Services are performed as between professionals and patients. Never is race an issue. When I was discharged, more than one nurse held my hand and warned me in Malay to have no visitor, to wear the “chest hugger”, to desist from heavy work, to stop carrying heavy things and so on, for three and maybe six months. What a contrast this conduct presents to the obsessions with race that are toxic to our politics. At the CSU and the hospital, public service is provided with no care for the racial identity of the patient. That is how the service should be accepted. One can imagine Malaysia being a more comfortable place to live in if the country was managed like the CSU and the hospital.

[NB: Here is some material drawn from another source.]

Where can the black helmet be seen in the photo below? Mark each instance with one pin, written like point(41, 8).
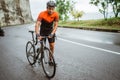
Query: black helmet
point(51, 4)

On the Sunday evening of May 29, one day before my discharge, the chief surgeon and his close assistant, Dr Dalvinder Singh, came to check on my condition. A proud Dr Basheer showed me a smartphone photo of a ceremony with a large number of well-dressed members of the medical community that he attended in Kuala Lumpur. The photo was part of an examination of “wannabe specialists” and a medical conference. “I’m so glad we have seven cardiothoracic specialists this time,” he remarked. “And I hope they will stay in public service … to serve the rakyat.”

Khoo Boo Teik is professor emeritus of the National Graduate Institute for Policy Studies, Tokyo, and research fellow emeritus of the Institute of Developing Economies, Chiba, Japan. He is the author of Paradoxes of Mahathirism and other books.